We can start by using the horizontal distance traveled by the ball and its horizontal velocity to calculate the time of flight.
The formula for horizontal distance is given by:
horizontal distance = horizontal velocity * time
In this case, the horizontal distance is 20.0 m and the horizontal velocity is 27.4 m/s. So, we have:
20.0 m = 27.4 m/s * time
Now, we can solve for time:
time = horizontal distance / horizontal velocity
= 20.0 m / 27.4 m/s
≈ 0.73 s
So, it takes approximately 0.73 seconds for the tennis ball to hit the ground.

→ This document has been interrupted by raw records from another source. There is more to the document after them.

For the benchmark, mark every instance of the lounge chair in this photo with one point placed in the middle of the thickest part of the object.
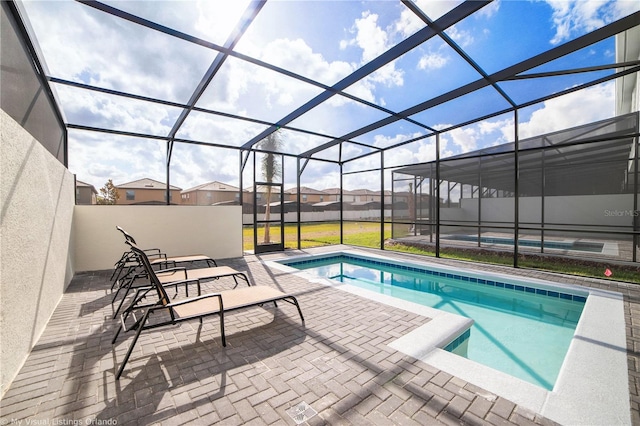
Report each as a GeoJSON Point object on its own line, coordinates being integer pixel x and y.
{"type": "Point", "coordinates": [174, 312]}
{"type": "Point", "coordinates": [127, 264]}
{"type": "Point", "coordinates": [171, 276]}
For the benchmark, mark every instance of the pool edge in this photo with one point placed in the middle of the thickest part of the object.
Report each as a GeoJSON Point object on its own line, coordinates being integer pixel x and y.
{"type": "Point", "coordinates": [600, 400]}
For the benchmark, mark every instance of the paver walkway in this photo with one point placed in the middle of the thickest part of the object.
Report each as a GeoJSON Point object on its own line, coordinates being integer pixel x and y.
{"type": "Point", "coordinates": [338, 364]}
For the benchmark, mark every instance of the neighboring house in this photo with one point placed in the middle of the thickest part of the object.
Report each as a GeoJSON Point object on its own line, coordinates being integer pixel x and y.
{"type": "Point", "coordinates": [211, 193]}
{"type": "Point", "coordinates": [85, 193]}
{"type": "Point", "coordinates": [147, 191]}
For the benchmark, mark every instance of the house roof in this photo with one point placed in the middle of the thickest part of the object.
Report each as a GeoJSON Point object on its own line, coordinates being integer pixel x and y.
{"type": "Point", "coordinates": [146, 183]}
{"type": "Point", "coordinates": [305, 190]}
{"type": "Point", "coordinates": [86, 185]}
{"type": "Point", "coordinates": [213, 186]}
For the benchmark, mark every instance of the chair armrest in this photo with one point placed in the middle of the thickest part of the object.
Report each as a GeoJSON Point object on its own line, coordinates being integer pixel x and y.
{"type": "Point", "coordinates": [194, 299]}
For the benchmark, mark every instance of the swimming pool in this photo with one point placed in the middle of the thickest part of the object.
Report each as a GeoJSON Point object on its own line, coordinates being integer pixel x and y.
{"type": "Point", "coordinates": [592, 387]}
{"type": "Point", "coordinates": [521, 330]}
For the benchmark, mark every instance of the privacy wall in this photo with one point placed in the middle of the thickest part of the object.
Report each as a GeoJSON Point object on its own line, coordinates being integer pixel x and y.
{"type": "Point", "coordinates": [37, 196]}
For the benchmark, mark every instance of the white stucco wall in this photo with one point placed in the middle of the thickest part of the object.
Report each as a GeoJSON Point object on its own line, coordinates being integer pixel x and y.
{"type": "Point", "coordinates": [36, 200]}
{"type": "Point", "coordinates": [215, 231]}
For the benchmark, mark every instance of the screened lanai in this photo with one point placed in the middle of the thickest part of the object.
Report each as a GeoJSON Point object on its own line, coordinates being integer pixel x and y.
{"type": "Point", "coordinates": [486, 131]}
{"type": "Point", "coordinates": [194, 92]}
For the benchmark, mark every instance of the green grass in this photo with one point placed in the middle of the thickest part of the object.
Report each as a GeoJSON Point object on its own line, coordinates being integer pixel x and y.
{"type": "Point", "coordinates": [367, 234]}
{"type": "Point", "coordinates": [363, 234]}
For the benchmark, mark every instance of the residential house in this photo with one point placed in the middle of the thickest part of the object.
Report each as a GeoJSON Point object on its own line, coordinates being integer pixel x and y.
{"type": "Point", "coordinates": [307, 195]}
{"type": "Point", "coordinates": [85, 193]}
{"type": "Point", "coordinates": [147, 191]}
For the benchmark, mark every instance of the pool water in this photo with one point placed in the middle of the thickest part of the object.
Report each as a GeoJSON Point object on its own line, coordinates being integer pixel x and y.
{"type": "Point", "coordinates": [519, 330]}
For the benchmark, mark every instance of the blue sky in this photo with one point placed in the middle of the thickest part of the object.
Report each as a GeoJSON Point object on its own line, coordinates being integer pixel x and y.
{"type": "Point", "coordinates": [321, 40]}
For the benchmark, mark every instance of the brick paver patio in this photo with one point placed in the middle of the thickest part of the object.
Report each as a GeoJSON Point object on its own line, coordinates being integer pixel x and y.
{"type": "Point", "coordinates": [338, 362]}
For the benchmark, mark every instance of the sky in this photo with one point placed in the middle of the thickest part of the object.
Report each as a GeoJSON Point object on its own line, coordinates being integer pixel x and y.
{"type": "Point", "coordinates": [323, 41]}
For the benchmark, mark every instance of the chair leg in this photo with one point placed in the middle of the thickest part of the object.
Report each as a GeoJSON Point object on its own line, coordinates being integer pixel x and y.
{"type": "Point", "coordinates": [113, 341]}
{"type": "Point", "coordinates": [295, 302]}
{"type": "Point", "coordinates": [224, 339]}
{"type": "Point", "coordinates": [135, 340]}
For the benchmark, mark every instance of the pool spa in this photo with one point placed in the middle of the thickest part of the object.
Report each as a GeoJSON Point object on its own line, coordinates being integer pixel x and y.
{"type": "Point", "coordinates": [557, 349]}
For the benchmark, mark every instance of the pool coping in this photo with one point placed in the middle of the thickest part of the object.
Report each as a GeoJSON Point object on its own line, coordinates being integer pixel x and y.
{"type": "Point", "coordinates": [592, 387]}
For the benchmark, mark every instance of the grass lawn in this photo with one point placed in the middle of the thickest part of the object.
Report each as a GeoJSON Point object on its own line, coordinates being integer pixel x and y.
{"type": "Point", "coordinates": [367, 234]}
{"type": "Point", "coordinates": [364, 234]}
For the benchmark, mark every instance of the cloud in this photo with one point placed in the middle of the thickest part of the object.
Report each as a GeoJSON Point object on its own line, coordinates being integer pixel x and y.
{"type": "Point", "coordinates": [574, 17]}
{"type": "Point", "coordinates": [432, 61]}
{"type": "Point", "coordinates": [581, 107]}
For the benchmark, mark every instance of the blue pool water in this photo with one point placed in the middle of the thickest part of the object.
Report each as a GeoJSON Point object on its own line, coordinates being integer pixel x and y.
{"type": "Point", "coordinates": [521, 330]}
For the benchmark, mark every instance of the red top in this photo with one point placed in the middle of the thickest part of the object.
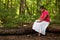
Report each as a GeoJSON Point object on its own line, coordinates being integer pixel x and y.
{"type": "Point", "coordinates": [45, 16]}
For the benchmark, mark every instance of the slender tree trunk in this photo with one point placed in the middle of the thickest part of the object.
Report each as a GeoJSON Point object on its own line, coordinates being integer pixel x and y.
{"type": "Point", "coordinates": [22, 6]}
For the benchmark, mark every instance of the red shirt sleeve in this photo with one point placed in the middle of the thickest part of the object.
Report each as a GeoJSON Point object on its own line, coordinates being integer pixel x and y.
{"type": "Point", "coordinates": [43, 15]}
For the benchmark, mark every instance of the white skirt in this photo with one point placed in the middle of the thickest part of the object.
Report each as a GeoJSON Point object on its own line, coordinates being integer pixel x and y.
{"type": "Point", "coordinates": [40, 27]}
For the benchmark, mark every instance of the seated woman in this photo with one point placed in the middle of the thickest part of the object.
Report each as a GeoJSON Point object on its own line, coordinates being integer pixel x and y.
{"type": "Point", "coordinates": [42, 23]}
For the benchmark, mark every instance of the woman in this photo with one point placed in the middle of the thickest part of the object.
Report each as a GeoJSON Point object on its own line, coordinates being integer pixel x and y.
{"type": "Point", "coordinates": [42, 23]}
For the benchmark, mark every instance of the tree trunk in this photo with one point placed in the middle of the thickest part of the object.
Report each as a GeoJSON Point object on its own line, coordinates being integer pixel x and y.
{"type": "Point", "coordinates": [22, 6]}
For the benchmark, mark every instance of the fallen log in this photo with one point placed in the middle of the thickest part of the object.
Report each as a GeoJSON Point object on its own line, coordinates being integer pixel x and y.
{"type": "Point", "coordinates": [25, 29]}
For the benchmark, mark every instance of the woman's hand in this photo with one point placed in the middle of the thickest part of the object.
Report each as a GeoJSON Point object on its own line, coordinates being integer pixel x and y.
{"type": "Point", "coordinates": [38, 20]}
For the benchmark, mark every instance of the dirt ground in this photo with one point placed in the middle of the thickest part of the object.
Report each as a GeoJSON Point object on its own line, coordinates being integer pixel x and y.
{"type": "Point", "coordinates": [49, 36]}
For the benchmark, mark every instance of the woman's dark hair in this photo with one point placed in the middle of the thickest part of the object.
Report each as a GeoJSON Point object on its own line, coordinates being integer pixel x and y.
{"type": "Point", "coordinates": [42, 7]}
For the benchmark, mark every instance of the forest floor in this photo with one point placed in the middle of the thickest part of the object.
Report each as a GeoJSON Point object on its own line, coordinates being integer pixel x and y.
{"type": "Point", "coordinates": [49, 36]}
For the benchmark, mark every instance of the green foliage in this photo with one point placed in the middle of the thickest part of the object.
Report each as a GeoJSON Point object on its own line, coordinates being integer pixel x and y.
{"type": "Point", "coordinates": [10, 16]}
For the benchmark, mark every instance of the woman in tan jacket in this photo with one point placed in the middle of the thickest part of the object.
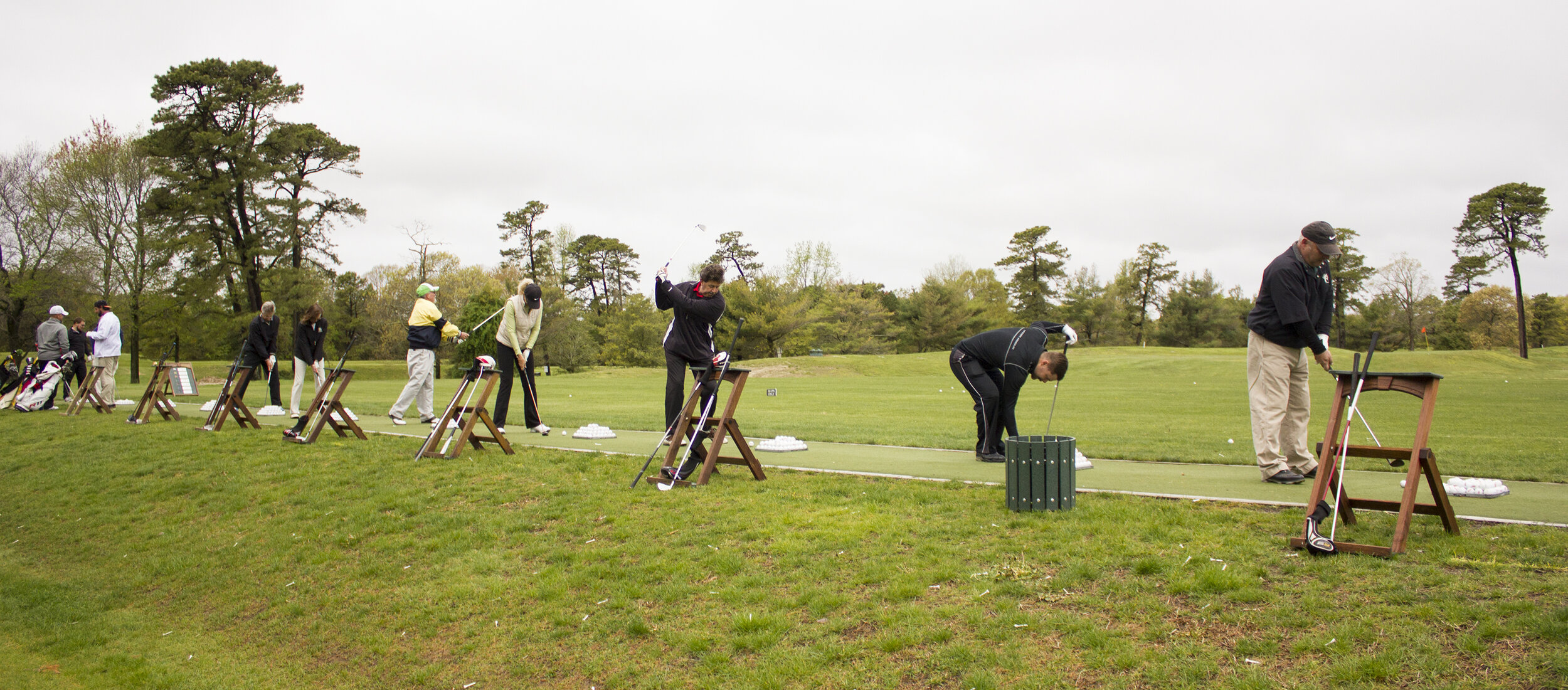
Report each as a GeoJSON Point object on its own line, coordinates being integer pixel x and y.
{"type": "Point", "coordinates": [515, 339]}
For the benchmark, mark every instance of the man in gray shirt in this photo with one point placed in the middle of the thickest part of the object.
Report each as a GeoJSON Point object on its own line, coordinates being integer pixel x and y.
{"type": "Point", "coordinates": [52, 344]}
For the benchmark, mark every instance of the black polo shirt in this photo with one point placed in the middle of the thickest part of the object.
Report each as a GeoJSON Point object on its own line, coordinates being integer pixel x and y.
{"type": "Point", "coordinates": [1294, 303]}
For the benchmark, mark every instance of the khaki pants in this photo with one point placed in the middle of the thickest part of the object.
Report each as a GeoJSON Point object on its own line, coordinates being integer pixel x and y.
{"type": "Point", "coordinates": [107, 378]}
{"type": "Point", "coordinates": [300, 368]}
{"type": "Point", "coordinates": [1281, 405]}
{"type": "Point", "coordinates": [421, 390]}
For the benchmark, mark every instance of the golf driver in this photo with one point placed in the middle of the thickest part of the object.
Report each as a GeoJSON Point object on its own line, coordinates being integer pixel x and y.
{"type": "Point", "coordinates": [1054, 391]}
{"type": "Point", "coordinates": [1359, 371]}
{"type": "Point", "coordinates": [482, 363]}
{"type": "Point", "coordinates": [707, 410]}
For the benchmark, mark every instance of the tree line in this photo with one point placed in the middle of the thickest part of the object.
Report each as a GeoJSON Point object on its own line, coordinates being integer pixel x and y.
{"type": "Point", "coordinates": [221, 206]}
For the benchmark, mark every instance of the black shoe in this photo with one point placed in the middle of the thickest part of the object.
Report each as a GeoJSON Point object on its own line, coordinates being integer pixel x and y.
{"type": "Point", "coordinates": [1286, 477]}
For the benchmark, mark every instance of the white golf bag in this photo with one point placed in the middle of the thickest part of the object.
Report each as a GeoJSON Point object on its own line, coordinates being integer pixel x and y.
{"type": "Point", "coordinates": [36, 391]}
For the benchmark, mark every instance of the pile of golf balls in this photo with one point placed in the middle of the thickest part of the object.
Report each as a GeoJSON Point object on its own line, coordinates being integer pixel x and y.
{"type": "Point", "coordinates": [1475, 488]}
{"type": "Point", "coordinates": [593, 432]}
{"type": "Point", "coordinates": [781, 444]}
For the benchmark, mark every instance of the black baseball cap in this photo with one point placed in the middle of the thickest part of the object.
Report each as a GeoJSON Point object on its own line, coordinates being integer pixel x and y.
{"type": "Point", "coordinates": [1322, 234]}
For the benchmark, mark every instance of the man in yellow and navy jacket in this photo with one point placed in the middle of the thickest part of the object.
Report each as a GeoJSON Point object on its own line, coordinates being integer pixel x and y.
{"type": "Point", "coordinates": [425, 331]}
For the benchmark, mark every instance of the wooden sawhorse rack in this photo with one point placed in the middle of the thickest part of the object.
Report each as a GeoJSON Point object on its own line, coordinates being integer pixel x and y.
{"type": "Point", "coordinates": [468, 418]}
{"type": "Point", "coordinates": [1422, 462]}
{"type": "Point", "coordinates": [156, 399]}
{"type": "Point", "coordinates": [231, 405]}
{"type": "Point", "coordinates": [322, 411]}
{"type": "Point", "coordinates": [719, 427]}
{"type": "Point", "coordinates": [87, 394]}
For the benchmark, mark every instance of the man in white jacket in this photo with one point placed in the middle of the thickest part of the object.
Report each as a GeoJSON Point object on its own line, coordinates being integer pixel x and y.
{"type": "Point", "coordinates": [105, 349]}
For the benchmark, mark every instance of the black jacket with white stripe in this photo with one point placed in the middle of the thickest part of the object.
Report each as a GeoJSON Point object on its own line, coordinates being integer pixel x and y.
{"type": "Point", "coordinates": [691, 333]}
{"type": "Point", "coordinates": [1014, 350]}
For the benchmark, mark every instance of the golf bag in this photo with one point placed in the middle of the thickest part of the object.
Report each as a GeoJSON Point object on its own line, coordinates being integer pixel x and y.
{"type": "Point", "coordinates": [36, 391]}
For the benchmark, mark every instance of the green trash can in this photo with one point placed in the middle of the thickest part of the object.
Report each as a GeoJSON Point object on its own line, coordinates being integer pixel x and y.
{"type": "Point", "coordinates": [1042, 472]}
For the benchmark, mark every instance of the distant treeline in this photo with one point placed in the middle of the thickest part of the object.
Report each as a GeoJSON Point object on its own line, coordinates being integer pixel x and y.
{"type": "Point", "coordinates": [189, 228]}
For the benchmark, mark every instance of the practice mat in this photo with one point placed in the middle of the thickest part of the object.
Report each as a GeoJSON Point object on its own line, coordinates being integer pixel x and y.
{"type": "Point", "coordinates": [1528, 501]}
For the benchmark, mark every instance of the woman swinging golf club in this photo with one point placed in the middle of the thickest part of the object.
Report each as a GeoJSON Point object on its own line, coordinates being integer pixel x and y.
{"type": "Point", "coordinates": [519, 330]}
{"type": "Point", "coordinates": [689, 341]}
{"type": "Point", "coordinates": [993, 366]}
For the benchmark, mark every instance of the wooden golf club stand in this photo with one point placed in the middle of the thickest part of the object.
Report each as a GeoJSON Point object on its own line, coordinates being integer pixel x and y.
{"type": "Point", "coordinates": [87, 394]}
{"type": "Point", "coordinates": [231, 405]}
{"type": "Point", "coordinates": [717, 428]}
{"type": "Point", "coordinates": [468, 418]}
{"type": "Point", "coordinates": [154, 397]}
{"type": "Point", "coordinates": [324, 410]}
{"type": "Point", "coordinates": [1422, 462]}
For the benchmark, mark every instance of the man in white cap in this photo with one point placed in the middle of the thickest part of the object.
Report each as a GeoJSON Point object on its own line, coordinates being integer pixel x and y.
{"type": "Point", "coordinates": [1290, 319]}
{"type": "Point", "coordinates": [105, 349]}
{"type": "Point", "coordinates": [52, 344]}
{"type": "Point", "coordinates": [425, 331]}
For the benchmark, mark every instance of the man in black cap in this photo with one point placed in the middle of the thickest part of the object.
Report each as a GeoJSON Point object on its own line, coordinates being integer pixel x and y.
{"type": "Point", "coordinates": [1290, 319]}
{"type": "Point", "coordinates": [993, 366]}
{"type": "Point", "coordinates": [689, 341]}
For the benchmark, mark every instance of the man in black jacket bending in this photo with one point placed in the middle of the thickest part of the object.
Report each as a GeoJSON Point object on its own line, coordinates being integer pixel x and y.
{"type": "Point", "coordinates": [689, 341]}
{"type": "Point", "coordinates": [1291, 316]}
{"type": "Point", "coordinates": [995, 366]}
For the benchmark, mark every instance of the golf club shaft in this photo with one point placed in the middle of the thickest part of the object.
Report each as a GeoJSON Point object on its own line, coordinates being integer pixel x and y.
{"type": "Point", "coordinates": [1357, 375]}
{"type": "Point", "coordinates": [1054, 391]}
{"type": "Point", "coordinates": [712, 402]}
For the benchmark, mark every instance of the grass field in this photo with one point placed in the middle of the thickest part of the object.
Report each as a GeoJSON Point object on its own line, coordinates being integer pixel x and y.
{"type": "Point", "coordinates": [162, 557]}
{"type": "Point", "coordinates": [1496, 416]}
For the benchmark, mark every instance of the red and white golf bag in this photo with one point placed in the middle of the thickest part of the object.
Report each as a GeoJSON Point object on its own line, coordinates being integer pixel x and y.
{"type": "Point", "coordinates": [36, 391]}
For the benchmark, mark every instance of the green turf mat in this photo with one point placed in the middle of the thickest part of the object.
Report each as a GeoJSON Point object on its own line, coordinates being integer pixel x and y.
{"type": "Point", "coordinates": [1528, 501]}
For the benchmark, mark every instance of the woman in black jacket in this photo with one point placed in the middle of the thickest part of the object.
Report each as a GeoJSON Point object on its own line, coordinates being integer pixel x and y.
{"type": "Point", "coordinates": [309, 353]}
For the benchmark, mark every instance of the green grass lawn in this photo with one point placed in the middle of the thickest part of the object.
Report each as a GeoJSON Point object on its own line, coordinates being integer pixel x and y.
{"type": "Point", "coordinates": [1498, 416]}
{"type": "Point", "coordinates": [162, 557]}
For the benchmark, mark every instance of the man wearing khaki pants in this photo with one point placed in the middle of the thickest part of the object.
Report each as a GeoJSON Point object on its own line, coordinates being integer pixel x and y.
{"type": "Point", "coordinates": [1290, 319]}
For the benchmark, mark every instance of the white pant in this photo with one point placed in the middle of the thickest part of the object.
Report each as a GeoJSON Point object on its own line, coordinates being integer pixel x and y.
{"type": "Point", "coordinates": [300, 368]}
{"type": "Point", "coordinates": [421, 390]}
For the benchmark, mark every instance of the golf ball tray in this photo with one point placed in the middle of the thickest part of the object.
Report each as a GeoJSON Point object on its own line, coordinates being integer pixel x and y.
{"type": "Point", "coordinates": [781, 444]}
{"type": "Point", "coordinates": [1475, 488]}
{"type": "Point", "coordinates": [593, 432]}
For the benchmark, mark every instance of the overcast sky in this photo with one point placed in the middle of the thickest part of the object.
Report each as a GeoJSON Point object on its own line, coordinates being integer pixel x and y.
{"type": "Point", "coordinates": [901, 132]}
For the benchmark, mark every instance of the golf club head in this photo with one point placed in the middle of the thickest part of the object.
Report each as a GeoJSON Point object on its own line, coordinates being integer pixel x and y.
{"type": "Point", "coordinates": [1316, 543]}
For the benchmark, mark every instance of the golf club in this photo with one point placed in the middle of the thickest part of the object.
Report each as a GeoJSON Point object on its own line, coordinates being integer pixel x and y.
{"type": "Point", "coordinates": [1054, 391]}
{"type": "Point", "coordinates": [1359, 371]}
{"type": "Point", "coordinates": [707, 408]}
{"type": "Point", "coordinates": [474, 375]}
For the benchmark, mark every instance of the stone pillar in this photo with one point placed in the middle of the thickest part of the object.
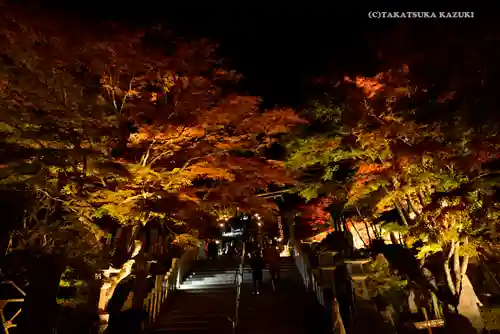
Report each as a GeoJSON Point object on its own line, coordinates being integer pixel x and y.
{"type": "Point", "coordinates": [357, 273]}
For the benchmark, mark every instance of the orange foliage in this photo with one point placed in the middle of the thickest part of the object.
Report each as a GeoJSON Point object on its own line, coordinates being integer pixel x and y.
{"type": "Point", "coordinates": [372, 168]}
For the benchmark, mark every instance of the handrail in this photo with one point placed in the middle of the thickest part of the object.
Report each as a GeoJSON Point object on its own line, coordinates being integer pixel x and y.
{"type": "Point", "coordinates": [171, 281]}
{"type": "Point", "coordinates": [312, 281]}
{"type": "Point", "coordinates": [10, 322]}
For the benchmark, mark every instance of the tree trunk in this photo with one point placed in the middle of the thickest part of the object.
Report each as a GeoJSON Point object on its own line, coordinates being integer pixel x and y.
{"type": "Point", "coordinates": [39, 311]}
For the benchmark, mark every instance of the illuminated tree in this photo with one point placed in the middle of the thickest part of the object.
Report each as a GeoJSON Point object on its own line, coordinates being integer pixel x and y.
{"type": "Point", "coordinates": [405, 154]}
{"type": "Point", "coordinates": [107, 127]}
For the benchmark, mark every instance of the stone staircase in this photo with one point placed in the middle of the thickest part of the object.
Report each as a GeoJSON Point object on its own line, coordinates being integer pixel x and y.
{"type": "Point", "coordinates": [206, 301]}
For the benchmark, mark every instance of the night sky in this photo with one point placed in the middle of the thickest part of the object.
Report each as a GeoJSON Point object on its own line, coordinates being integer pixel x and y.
{"type": "Point", "coordinates": [281, 49]}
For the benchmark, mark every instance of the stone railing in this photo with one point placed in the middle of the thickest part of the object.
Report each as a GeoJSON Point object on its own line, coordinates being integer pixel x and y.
{"type": "Point", "coordinates": [322, 289]}
{"type": "Point", "coordinates": [9, 323]}
{"type": "Point", "coordinates": [163, 284]}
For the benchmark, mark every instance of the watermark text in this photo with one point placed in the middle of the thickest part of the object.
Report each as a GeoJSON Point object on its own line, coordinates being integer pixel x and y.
{"type": "Point", "coordinates": [420, 15]}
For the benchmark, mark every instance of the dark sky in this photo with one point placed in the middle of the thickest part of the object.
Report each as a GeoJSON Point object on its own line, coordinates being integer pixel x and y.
{"type": "Point", "coordinates": [279, 48]}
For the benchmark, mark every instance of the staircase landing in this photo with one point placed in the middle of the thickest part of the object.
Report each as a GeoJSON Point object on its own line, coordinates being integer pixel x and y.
{"type": "Point", "coordinates": [206, 302]}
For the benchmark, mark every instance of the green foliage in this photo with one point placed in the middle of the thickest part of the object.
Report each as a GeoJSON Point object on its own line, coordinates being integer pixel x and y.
{"type": "Point", "coordinates": [381, 282]}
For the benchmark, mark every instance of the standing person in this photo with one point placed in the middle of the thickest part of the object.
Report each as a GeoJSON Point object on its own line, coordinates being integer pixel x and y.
{"type": "Point", "coordinates": [212, 249]}
{"type": "Point", "coordinates": [257, 265]}
{"type": "Point", "coordinates": [273, 261]}
{"type": "Point", "coordinates": [207, 242]}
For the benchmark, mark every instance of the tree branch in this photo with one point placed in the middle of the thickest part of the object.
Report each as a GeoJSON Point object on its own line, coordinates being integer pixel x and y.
{"type": "Point", "coordinates": [447, 269]}
{"type": "Point", "coordinates": [456, 268]}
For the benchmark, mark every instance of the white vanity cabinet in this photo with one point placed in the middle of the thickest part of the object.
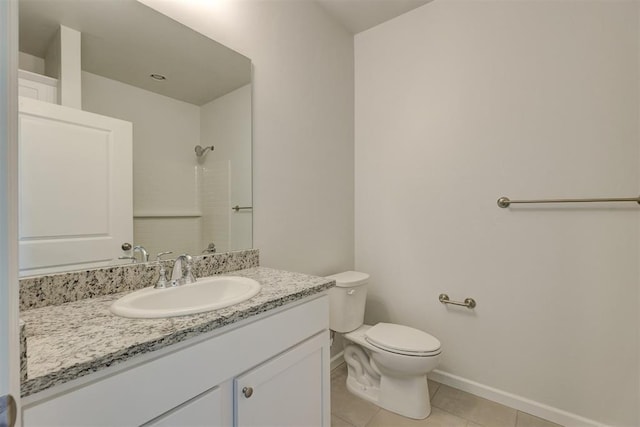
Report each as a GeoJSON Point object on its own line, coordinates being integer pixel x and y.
{"type": "Point", "coordinates": [282, 357]}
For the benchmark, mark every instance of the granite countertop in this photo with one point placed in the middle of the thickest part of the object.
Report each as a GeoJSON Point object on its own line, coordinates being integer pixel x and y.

Now, we can use this time and the vertical motion equations to find the vertical distance the ball traveled.
The vertical motion equation is given by:
vertical distance = initial vertical velocity * time + (1/2) * acceleration * time^2
Since the ball is leaving the racket horizontally, the initial vertical velocity is 0 m/s. The acceleration due to gravity is approximately 9.8 m/s^2.
Substituting these values into the equation, we get:
vertical distance = 0 m/s * 0.73 s + (1/2) * 9.8 m/s^2 * (0.73 s)^2
= 0 + (1/2) * 9.8 m/s^2 * 0.5329 s^2
≈ 2.61 m
Therefore, the tennis ball is approximately 2.61 meters above the court when it leaves the racket.